The Northlake resident is following in his father's footsteps. Beto, as he is called, started hanging out at the Mt. Emblem Cemetery every Saturday at age 12, watching his father water the sod and prepare graves for 12 years.
Now, at 24, he's been working at Dignity Memory Gardens Cemetery in Arlington Heights for four years. When digging a grave, Beto doesn't think about his own mortality.
“When I'm digging the grave, it's just a part of life,” Nevarez says, “I feel bad for the families that we're doing that for.”
The actual hard labor of digging a grave today is done by a backhoe in compliance with local standards and regulations, usually the day before the service. Three feet wide by six feet deep.
In the case where interment of ashes are being laid to rest, manual labor with a shovel and spade, sweat and muscle are used to dig a hole 18 inches down.
Beto uses a steel probe to locate the vault underground beforehand, and when steel meets the concrete lid of the crypt there is a large thud. When this happens, Beto describes it as “just saying hello.”
Nevarez says digging the fresh graves is usually incident free, but occasionally some underground shifting occurs and older vaults end up in the way. Families connected to the older vaults are quickly notified and the remains are repositioned in their rightful place.
For the most part, Beto's job as a gravedigger is discretion.
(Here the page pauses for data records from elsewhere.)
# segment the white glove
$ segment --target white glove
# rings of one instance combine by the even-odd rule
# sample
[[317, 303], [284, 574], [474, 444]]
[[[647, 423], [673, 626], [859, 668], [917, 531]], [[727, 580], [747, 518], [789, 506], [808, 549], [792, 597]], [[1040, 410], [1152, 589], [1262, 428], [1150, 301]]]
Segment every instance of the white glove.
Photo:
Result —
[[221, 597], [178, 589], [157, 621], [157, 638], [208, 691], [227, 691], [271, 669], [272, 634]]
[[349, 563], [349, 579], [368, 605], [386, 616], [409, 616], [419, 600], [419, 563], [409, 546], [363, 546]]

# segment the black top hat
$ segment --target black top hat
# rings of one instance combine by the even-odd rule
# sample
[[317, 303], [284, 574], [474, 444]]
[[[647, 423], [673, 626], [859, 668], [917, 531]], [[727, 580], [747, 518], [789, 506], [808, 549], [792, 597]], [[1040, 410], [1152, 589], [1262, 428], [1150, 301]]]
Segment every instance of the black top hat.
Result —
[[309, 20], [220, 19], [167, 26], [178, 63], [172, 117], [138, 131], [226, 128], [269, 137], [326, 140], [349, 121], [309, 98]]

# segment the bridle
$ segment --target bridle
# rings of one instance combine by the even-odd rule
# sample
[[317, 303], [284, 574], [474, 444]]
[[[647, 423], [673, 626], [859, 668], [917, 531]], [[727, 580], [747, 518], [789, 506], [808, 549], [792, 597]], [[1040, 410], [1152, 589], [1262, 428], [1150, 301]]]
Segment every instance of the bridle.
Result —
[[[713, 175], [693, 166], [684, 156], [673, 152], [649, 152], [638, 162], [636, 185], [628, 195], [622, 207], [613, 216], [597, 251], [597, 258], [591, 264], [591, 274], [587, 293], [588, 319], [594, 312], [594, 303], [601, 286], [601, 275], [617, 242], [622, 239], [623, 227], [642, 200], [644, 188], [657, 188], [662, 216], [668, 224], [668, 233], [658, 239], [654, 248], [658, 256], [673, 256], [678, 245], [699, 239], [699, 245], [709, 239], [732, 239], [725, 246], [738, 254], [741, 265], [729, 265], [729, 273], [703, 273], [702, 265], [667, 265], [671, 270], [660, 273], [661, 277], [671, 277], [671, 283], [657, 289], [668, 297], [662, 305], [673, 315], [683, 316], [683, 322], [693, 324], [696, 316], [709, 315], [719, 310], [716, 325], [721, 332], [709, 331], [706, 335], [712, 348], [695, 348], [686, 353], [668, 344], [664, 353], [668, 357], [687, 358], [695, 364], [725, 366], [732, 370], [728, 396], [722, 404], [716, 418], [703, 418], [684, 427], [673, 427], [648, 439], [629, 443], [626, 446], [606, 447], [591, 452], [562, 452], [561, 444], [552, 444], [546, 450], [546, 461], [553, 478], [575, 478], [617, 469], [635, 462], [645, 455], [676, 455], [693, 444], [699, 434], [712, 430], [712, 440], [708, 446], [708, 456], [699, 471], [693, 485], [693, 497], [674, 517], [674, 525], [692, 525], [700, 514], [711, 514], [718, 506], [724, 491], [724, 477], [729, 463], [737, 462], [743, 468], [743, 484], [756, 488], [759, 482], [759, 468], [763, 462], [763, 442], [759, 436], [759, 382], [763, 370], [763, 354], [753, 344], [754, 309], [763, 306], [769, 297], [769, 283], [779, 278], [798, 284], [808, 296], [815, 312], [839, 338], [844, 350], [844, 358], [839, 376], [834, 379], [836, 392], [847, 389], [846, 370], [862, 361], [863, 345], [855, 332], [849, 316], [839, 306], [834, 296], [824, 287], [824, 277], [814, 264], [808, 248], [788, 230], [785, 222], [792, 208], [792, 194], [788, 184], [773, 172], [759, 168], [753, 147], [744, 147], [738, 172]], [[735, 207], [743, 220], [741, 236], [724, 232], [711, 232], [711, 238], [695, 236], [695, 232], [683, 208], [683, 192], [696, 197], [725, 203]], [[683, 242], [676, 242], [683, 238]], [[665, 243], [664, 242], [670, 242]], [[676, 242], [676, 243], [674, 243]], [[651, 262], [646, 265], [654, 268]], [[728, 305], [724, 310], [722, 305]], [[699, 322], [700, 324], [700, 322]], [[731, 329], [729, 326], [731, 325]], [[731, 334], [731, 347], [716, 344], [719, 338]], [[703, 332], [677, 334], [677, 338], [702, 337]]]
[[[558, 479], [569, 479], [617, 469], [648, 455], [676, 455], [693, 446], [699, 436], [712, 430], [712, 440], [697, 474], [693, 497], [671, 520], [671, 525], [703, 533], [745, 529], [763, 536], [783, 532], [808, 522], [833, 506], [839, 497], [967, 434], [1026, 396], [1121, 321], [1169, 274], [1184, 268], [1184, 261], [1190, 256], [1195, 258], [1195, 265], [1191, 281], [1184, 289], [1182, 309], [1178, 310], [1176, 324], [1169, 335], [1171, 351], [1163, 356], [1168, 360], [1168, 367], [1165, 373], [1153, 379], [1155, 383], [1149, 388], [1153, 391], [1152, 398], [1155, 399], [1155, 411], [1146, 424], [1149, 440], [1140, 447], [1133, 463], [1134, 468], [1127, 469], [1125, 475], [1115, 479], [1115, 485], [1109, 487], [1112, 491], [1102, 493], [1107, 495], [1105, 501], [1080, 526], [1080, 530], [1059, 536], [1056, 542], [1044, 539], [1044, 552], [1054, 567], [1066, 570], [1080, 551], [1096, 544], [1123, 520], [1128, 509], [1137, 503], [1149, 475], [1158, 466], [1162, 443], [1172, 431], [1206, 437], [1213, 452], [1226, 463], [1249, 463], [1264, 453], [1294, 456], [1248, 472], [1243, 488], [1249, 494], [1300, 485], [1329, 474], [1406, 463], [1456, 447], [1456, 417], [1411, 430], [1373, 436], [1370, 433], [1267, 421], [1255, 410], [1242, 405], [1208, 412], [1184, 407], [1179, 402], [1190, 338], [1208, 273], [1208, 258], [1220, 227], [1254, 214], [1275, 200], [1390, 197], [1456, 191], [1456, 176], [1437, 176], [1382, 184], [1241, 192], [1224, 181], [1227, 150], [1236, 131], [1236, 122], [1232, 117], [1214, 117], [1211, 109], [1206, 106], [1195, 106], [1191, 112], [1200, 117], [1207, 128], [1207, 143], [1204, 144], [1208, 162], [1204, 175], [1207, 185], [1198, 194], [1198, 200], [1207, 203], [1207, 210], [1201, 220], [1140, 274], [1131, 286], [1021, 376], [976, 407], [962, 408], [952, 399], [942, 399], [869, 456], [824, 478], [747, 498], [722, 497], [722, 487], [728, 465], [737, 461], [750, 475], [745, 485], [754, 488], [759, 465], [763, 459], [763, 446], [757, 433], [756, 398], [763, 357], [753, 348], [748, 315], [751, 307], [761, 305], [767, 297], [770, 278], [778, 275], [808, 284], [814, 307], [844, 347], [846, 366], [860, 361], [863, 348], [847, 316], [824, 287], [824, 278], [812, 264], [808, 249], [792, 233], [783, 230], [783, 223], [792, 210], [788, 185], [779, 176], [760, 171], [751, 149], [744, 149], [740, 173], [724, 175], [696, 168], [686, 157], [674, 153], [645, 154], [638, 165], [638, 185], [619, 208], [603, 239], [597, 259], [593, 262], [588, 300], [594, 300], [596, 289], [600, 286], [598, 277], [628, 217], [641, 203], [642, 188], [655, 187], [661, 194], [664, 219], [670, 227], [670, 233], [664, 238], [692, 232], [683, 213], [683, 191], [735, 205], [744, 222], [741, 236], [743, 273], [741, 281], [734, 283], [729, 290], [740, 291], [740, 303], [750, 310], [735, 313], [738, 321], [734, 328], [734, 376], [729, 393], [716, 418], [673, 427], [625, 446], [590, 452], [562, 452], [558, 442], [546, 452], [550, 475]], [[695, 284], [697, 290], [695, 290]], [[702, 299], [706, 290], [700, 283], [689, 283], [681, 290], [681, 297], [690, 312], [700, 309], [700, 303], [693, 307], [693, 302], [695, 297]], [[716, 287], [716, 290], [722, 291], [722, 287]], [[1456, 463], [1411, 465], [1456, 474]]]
He makes sure that the grave is prepared before any mourners arrive, and he waits until the loved ones of the deceased have left the burial site before beginning the process of sealing the open grave and putting dirt back in place, although a few do opt to remain for that part of his job.
Nevarez says he doesn't like being involved with funerals of young children, and those hit home since he has a 4-year-old daughter of his own.
In some cases, he is on-site when disinterments are required, meaning graves are reopened for various reasons, like moving remains to a different location or adding ashes of another family member to the casket.
“When I dug my first grave I thought about it more, that there's somebody deceased right next to me,” Nevarez says. “As the years went by I just look at it like a normal job. I don't think about it that much, about my own death.”